Nous suivons la reproduction du harfang des neiges sur l’Île Bylot depuis 1993. Généralement, les harfangs y nichent lors des années de forte abondance de lemmings. Durant ces étés, jusqu’à 98 nids ont été trouvés sur l’aire d’étude, mais seulement ceux localisés dans la Vallée Qarlikturvik sont suivis plus étroitement. Lors des années de faible abondance de lemmings, les harfangs sont absents de l’île. À l’occasion, quelques individus sont observés très tôt au printemps, après quoi ils quittent pour aller se reproduire dans une région où l’abondance de lemmings est plus élevée.
Les harfangs établissent généralement leur nid sur une crête, un petit monticule, une pente douce ou le long d’une coulée ou d’un ravin dans la toundra mésique. Ces zones sont souvent les premières à se libérer de neige au printemps, permettant aux harfangs de débuter la reproduction très tôt en saison. La date de ponte moyenne (date où le premier œuf est pondu) sur l’Île Bylot est le 21 mai (intervalle : 13 au 29 mai). Les femelles pondent de 3 à 11 œufs (moyenne: 7 œufs/nid) dans une légère dépression grattée à même le sol.

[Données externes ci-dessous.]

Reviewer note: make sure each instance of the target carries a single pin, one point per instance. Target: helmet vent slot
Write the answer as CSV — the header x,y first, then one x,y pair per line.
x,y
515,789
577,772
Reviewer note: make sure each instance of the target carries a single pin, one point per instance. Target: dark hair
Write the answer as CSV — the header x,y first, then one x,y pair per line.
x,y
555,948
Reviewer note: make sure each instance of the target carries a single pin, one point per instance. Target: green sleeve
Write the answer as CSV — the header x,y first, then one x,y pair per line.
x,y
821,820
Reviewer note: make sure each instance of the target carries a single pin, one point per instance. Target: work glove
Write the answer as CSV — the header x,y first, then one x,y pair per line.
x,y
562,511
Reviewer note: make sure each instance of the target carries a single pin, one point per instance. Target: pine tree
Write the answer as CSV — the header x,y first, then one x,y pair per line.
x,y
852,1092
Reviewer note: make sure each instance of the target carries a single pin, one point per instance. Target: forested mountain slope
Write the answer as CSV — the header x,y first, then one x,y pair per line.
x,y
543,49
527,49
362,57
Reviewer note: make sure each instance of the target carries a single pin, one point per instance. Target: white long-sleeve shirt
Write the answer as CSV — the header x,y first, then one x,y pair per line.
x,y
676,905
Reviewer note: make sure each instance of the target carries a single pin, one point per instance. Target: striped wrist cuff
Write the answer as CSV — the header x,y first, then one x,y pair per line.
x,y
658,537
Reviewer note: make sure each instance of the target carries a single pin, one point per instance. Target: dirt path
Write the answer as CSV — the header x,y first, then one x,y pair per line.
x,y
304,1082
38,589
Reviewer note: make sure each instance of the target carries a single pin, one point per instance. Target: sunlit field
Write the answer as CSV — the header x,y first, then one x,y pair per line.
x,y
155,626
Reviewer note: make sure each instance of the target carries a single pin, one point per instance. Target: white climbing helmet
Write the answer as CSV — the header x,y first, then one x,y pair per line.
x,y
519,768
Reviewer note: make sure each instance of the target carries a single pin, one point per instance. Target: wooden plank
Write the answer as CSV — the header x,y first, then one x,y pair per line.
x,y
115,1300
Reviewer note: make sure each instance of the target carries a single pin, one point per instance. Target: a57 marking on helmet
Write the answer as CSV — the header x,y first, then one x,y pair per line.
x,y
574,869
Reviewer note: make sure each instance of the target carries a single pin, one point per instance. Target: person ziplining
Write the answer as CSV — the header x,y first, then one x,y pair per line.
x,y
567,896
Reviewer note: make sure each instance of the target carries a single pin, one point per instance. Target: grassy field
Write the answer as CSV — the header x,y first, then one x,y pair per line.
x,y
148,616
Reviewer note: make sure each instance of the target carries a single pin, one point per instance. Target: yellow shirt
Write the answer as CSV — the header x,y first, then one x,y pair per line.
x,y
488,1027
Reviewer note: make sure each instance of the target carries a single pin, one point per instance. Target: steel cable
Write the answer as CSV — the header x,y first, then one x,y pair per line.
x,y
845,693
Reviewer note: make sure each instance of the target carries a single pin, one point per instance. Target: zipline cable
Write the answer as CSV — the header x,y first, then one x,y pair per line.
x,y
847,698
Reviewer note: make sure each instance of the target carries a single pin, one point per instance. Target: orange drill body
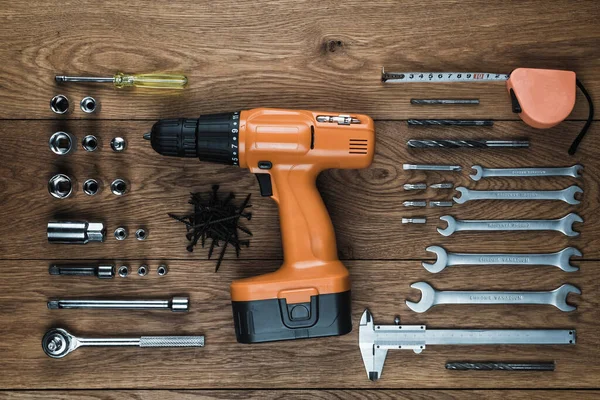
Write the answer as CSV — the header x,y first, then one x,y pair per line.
x,y
309,295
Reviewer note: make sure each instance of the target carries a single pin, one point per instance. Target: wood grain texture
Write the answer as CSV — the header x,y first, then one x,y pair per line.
x,y
294,54
299,394
365,205
333,362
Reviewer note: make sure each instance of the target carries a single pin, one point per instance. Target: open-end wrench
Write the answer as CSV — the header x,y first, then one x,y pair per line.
x,y
567,195
57,342
563,225
481,172
431,297
444,259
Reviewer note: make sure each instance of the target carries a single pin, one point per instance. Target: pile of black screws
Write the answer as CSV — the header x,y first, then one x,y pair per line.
x,y
216,220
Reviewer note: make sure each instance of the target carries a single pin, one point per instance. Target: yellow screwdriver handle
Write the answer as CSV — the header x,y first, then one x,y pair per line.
x,y
155,81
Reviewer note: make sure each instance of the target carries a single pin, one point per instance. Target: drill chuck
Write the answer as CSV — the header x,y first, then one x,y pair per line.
x,y
212,137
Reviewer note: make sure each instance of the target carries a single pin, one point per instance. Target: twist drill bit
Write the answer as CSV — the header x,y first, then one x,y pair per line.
x,y
475,144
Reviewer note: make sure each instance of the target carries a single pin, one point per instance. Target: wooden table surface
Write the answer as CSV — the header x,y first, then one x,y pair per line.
x,y
321,55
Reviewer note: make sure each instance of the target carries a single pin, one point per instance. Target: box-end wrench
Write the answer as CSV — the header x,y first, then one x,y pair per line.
x,y
567,195
560,259
431,297
481,172
57,342
563,225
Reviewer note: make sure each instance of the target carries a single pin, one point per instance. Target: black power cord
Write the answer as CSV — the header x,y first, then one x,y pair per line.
x,y
579,137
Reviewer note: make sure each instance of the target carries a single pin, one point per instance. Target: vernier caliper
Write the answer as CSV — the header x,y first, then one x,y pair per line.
x,y
376,340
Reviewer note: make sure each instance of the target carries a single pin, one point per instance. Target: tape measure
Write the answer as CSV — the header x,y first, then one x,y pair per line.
x,y
439,77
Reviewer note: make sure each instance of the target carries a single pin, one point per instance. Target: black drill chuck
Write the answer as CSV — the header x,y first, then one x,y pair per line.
x,y
212,137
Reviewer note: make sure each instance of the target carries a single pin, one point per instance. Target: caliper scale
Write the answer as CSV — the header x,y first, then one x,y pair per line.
x,y
376,340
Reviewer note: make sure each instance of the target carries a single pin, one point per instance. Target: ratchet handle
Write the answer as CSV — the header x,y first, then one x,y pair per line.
x,y
172,341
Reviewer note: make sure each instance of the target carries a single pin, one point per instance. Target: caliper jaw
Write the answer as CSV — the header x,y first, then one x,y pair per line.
x,y
376,340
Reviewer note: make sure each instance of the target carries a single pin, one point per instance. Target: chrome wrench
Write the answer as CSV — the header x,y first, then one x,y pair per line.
x,y
567,195
57,342
563,225
431,297
481,172
445,259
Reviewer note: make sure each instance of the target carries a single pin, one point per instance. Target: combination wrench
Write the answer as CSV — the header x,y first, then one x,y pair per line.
x,y
431,297
560,259
481,172
57,342
567,195
563,225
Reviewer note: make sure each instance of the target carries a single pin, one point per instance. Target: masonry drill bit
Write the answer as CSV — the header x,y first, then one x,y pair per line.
x,y
450,122
121,80
467,143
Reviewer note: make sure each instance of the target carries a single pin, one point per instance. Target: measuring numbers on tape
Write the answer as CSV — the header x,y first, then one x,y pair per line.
x,y
393,77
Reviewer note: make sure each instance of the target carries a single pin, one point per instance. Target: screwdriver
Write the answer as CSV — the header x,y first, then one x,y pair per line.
x,y
121,80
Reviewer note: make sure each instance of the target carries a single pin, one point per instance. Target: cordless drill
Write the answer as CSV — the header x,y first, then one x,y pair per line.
x,y
309,296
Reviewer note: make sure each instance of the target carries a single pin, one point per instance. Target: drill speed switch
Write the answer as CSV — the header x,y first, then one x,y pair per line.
x,y
309,296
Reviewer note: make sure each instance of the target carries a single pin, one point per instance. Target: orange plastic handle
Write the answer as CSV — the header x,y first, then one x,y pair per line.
x,y
299,148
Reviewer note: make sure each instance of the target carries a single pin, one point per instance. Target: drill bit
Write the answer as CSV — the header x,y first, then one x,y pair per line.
x,y
450,122
443,101
468,143
499,366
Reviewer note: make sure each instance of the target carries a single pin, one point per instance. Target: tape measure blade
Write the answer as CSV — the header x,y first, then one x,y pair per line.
x,y
438,77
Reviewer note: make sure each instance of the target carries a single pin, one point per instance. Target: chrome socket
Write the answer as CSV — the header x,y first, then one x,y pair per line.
x,y
59,104
120,233
90,143
91,187
61,143
118,144
60,186
75,232
88,104
118,187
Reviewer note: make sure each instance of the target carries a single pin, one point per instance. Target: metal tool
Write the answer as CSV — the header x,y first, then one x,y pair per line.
x,y
421,167
102,271
75,232
466,143
91,187
418,220
481,172
427,102
121,80
450,122
431,297
143,270
442,185
141,234
437,203
118,144
162,270
376,340
60,186
61,143
118,187
59,104
563,225
415,203
567,195
88,104
175,304
123,271
57,342
437,77
415,186
499,366
560,259
121,233
90,143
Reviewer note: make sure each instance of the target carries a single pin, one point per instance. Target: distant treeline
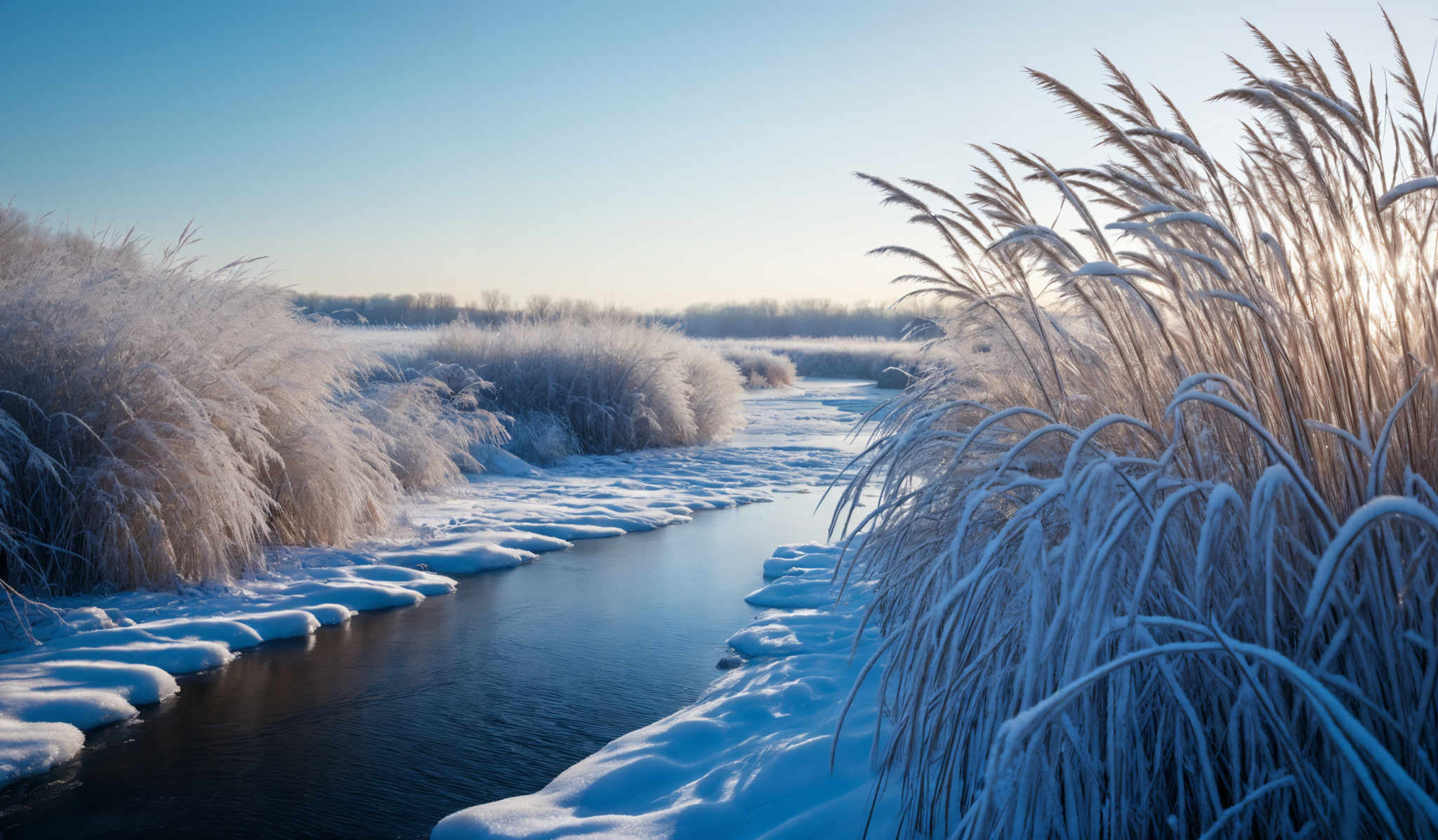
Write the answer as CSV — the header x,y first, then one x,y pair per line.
x,y
764,318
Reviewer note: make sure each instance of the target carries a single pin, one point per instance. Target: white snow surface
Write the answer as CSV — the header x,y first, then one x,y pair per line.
x,y
751,759
103,656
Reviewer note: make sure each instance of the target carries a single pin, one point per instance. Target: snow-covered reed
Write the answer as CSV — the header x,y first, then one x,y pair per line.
x,y
1178,574
597,386
761,368
160,423
833,359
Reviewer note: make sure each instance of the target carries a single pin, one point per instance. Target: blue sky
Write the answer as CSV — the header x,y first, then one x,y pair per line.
x,y
650,154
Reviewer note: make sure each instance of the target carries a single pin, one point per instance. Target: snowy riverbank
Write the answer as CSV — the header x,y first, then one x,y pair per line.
x,y
750,759
120,652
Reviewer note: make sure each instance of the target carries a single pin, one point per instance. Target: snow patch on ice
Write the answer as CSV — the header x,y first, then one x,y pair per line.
x,y
104,656
751,759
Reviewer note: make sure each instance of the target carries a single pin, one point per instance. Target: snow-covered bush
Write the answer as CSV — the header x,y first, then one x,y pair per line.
x,y
833,359
160,423
1180,574
606,385
761,368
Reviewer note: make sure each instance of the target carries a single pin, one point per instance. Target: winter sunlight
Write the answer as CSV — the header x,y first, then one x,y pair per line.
x,y
472,420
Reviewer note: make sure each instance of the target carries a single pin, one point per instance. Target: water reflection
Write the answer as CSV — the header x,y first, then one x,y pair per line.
x,y
383,726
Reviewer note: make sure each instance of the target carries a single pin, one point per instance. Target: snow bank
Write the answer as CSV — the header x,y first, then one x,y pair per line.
x,y
751,759
124,651
111,655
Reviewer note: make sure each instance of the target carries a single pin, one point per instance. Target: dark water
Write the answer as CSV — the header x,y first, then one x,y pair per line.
x,y
381,727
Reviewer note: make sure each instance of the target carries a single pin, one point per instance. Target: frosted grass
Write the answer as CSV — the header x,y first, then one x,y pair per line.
x,y
160,425
595,386
1177,571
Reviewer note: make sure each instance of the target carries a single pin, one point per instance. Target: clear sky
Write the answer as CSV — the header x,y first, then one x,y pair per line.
x,y
650,154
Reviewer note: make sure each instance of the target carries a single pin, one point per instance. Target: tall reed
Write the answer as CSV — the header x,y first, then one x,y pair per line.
x,y
1178,575
160,423
598,386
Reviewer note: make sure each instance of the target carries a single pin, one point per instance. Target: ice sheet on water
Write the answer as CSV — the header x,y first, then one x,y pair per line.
x,y
751,759
110,655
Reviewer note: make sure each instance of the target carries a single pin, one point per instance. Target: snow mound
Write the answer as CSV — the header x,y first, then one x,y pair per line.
x,y
124,651
751,759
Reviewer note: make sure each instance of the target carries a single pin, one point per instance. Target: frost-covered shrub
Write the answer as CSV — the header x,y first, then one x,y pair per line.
x,y
833,359
609,385
761,368
160,425
1178,573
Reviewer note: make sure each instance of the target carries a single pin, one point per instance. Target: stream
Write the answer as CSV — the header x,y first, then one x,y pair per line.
x,y
383,726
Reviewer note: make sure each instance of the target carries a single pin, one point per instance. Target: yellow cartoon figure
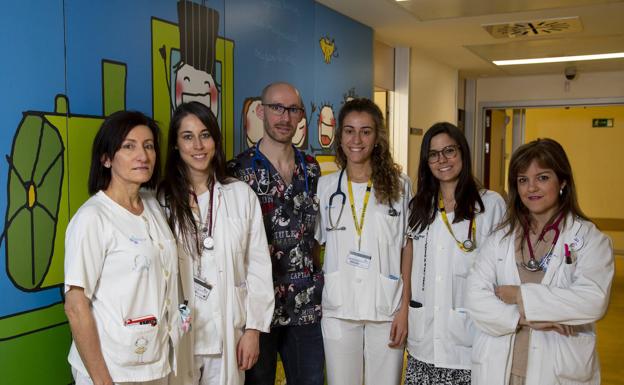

Puisque les femelles pondent leurs œufs à un intervalle d’environ 2 jours et qu’elles commencent l’incubation dès la ponte du premier œuf, les œufs n’éclosent pas tous en même temps. La date d’éclosion moyenne (date où le premier œuf éclos) est le 21 juin (intervalle : 14 au 30 juin). Dès l’âge de 2 à 3 semaines, les jeunes harfangs quittent graduellement le nid en commençant par le plus vieux.
Bien que les paramètres de la reproduction tels que la date de ponte et la taille de ponte (nombre total d’œufs pondus) varient d’une année à l’autre, nos analyses montrent qu’ils ne sont pas influencés par le début du printemps (i.e. la fonte de la neige) ou l’abondance de lemmings. En fait, il semble que lorsqu’un couple de harfangs s’installe pour nicher, son succès de reproduction est habituellement très élevé. L’absence de nids de harfangs sur l’île alors que l’abondance de lemmings était très élevée certaines années (ex. 2011 et 2015) suggère que durant la période pré-reproduction (mars à mai), lorsque les harfangs prospectent la toundra à la recherche d’un potentiel site de nidification, ils pourraient s’établir à la première place ayant une forte abondance de lemmings. Durant ces années, l’abondance de lemmings sur l’Île Bylot était probablement comparable à celle d’une grande partie de l’Arctique, permettant aux harfangs de débuter leur nidification plus hâtivement à des latitudes plus basses. Ainsi, ils ont pu économiser de l’énergie pour la reproduction plutôt que l’investir pour migrer dans une région plus nordique présentant une abondance de lemmings équivalente.
La base de données complète de notre suivi sur le harfang des neiges sur l’Île Bylot est disponible sur Nordicana D.